Vice-President Al Gore was something of a pothead during his college and
Vietnam days. Former US senator Bill Bradley smoked the devil's weed when he
was a professional basketball player. New Mexico governor Gary Johnson has
not only smoked pot, but also called for its legalization. And Vermont
governor Howard Dean toked up as a teenager. If all these upstanding
citizens manage to combine pot smoking with responsible lives, then why are
we still putting people in jail for smoking marijuana?

Let's face it: a lot of people smoke pot. They do so regularly. And despite
what you'll hear in a grade-school DARE lecture, pot doesn't have the
addictive and destructive qualities of cocaine and heroin. Nor does it act
as a "gateway" to these other, more devastating drugs. But then, you
probably already knew that. Marijuana, after all, is the third-most-popular
recreational drug in this country, following tobacco and alcohol. Chances
are you've toked up once or twice yourself.

Although advocates for the decriminalization or legalization of marijuana do
themselves no favors by deliberately provoking cops, as many did this past
weekend by smoking publicly at the 2000 Freedom Rally on Boston Common, the
bottom line is that they're right. Our laws regulating the use of marijuana
need to change. If ever there was a case that showed how haphazardly these
laws are enforced, it occurred this past January when 15.2 grams of
marijuana were found in Whitney Houston's purse by an airport official in
Kona, Hawaii.

You can be sentenced to up to 30 days in jail and fined $1000 if found
guilty of possessing 15.2 grams of pot in Hawaii. The same crime in
Massachusetts could net you anything from probation to six months in prison
and a $500 fine. So what did Houston get? Little more than a hassle. She
boarded her plane in Kona and flew to San Francisco. After publicly toying
with the idea of prosecuting her, officials in Hawaii announced in April
that they wouldn't file any charges against the pop diva.

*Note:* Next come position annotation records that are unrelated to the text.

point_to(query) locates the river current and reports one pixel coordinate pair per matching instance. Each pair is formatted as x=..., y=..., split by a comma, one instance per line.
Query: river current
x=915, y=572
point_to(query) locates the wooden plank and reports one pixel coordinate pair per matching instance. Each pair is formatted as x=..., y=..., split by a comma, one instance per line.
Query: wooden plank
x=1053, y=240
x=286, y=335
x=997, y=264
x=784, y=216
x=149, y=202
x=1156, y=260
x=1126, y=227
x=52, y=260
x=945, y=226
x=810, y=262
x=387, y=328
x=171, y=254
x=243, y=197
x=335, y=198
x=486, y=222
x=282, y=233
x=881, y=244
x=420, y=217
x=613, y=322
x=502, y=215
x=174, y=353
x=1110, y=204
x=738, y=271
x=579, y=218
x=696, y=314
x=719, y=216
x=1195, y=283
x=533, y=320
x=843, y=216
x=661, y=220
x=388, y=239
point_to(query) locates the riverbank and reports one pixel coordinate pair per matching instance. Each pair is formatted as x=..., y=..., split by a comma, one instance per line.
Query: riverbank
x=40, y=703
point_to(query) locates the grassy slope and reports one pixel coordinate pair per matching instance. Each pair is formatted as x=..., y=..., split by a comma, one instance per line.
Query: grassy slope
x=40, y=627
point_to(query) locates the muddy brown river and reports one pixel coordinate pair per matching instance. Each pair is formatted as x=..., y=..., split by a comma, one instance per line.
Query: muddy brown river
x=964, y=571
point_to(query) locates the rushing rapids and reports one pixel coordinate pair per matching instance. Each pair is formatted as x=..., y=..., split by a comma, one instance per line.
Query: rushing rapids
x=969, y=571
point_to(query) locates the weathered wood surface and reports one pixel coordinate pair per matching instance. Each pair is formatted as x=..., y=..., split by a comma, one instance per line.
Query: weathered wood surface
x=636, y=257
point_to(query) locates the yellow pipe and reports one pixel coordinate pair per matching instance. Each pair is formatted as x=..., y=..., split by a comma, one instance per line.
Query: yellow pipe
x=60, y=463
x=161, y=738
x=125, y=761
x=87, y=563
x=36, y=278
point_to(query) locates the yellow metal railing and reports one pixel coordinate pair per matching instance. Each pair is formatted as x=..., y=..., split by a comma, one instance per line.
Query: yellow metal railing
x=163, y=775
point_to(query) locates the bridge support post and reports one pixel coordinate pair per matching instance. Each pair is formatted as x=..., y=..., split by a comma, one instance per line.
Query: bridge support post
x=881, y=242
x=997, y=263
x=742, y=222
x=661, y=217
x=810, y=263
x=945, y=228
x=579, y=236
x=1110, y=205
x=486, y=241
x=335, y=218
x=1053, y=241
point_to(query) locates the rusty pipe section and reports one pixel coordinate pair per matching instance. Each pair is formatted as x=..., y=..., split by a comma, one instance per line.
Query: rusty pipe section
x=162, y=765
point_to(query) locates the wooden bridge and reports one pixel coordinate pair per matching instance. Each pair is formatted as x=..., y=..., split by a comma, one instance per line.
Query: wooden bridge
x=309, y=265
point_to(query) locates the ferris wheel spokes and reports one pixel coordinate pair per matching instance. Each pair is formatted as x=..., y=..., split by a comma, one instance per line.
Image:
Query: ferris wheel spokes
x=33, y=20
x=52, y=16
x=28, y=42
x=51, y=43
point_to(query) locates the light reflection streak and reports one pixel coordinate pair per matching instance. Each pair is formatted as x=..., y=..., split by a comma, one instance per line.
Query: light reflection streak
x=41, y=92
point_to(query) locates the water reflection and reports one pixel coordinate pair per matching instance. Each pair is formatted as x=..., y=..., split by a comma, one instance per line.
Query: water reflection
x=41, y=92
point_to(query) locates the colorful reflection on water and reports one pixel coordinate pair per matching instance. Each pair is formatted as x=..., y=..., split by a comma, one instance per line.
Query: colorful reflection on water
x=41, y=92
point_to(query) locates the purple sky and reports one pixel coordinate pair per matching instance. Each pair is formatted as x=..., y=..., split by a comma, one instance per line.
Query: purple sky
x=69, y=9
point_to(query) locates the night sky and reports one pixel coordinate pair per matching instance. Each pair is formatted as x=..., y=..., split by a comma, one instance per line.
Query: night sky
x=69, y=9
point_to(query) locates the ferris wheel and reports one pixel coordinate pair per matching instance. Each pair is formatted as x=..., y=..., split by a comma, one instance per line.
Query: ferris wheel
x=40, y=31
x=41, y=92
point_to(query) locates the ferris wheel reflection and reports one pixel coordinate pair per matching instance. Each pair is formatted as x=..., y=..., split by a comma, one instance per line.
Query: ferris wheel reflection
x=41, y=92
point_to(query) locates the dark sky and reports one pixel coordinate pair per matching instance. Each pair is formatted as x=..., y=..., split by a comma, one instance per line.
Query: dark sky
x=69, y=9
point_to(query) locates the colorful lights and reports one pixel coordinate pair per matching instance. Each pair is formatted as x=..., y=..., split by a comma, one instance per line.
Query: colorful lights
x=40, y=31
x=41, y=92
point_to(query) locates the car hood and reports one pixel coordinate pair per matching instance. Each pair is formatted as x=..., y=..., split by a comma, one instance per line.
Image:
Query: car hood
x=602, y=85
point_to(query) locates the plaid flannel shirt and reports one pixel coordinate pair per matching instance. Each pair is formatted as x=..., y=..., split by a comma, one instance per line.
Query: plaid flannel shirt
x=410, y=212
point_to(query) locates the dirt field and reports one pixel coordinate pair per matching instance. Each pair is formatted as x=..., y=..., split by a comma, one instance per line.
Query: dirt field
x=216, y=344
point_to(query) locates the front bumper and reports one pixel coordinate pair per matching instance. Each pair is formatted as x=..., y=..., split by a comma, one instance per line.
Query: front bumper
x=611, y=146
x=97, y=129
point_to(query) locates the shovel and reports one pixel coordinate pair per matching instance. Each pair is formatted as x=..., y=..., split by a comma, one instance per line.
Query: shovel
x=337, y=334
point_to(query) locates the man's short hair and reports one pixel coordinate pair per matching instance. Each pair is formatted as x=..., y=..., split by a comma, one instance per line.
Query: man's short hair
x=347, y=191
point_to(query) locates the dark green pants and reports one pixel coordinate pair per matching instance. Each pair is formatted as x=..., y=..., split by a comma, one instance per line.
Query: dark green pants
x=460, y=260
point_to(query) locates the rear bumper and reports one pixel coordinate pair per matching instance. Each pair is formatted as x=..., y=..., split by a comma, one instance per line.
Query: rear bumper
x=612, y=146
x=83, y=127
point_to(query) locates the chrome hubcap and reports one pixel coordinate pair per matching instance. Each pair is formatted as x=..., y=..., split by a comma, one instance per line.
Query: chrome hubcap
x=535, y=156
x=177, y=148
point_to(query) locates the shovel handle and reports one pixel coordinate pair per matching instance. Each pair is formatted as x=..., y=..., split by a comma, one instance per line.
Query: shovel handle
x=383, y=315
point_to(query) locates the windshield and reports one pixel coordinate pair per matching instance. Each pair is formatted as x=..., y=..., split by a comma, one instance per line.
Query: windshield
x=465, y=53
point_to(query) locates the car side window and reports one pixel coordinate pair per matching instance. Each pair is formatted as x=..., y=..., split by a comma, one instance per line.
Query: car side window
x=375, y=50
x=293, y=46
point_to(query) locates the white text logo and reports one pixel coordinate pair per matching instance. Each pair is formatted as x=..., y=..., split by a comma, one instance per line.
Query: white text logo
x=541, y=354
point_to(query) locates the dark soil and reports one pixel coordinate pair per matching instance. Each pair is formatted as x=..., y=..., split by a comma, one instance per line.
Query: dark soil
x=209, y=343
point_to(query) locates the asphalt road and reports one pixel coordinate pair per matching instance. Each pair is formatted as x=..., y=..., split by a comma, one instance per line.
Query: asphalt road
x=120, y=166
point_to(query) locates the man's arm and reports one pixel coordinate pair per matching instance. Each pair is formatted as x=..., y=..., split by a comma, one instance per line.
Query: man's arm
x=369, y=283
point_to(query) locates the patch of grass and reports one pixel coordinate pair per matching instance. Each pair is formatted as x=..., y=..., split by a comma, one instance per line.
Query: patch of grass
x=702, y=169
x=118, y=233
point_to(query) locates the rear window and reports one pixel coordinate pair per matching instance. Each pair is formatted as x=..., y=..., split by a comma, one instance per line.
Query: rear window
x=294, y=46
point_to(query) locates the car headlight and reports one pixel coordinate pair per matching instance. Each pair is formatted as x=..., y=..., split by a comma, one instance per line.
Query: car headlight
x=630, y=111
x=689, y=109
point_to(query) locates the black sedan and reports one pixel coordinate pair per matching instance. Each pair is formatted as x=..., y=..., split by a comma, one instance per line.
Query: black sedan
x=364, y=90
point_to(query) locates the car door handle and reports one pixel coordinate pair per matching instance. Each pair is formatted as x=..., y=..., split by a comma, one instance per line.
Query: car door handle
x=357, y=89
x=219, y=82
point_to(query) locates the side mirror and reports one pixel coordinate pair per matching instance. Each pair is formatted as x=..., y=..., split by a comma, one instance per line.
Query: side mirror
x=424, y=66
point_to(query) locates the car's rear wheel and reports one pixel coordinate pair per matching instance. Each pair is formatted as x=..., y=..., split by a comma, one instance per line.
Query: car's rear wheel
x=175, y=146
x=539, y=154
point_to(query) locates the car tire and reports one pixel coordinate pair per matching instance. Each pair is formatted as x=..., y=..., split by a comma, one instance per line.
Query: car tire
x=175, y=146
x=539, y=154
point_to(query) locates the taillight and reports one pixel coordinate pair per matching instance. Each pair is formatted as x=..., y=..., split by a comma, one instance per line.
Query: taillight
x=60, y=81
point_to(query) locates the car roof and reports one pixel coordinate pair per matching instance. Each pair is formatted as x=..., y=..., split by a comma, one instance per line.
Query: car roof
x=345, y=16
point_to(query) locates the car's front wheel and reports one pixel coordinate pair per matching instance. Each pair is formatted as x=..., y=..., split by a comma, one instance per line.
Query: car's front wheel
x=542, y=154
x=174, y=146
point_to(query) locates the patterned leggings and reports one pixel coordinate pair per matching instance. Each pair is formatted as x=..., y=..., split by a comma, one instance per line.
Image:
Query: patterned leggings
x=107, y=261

When Keith Stroup, the executive director of the National Organization for
the Reform of Marijuana Laws, testified before Congress in July 1999, he
pointed out that two of our last five presidents agreed that our punishments
for possessing marijuana are actually more damaging than anything about the
drug itself. In 1972, President Richard Nixon convened a commission to study
the issue. It concluded that federal and state laws should be amended to end
criminal penalties for possessing small amounts of the weed. And in August
of 1977, as Stroup noted, President Jimmy Carter delivered a message to
Congress in which he repeated the commission's findings: "Penalties against
drug use should not be more damaging to an individual than the use of the
drug itself. Nowhere is this more clear than in the laws against possession
of marijuana in private for personal use."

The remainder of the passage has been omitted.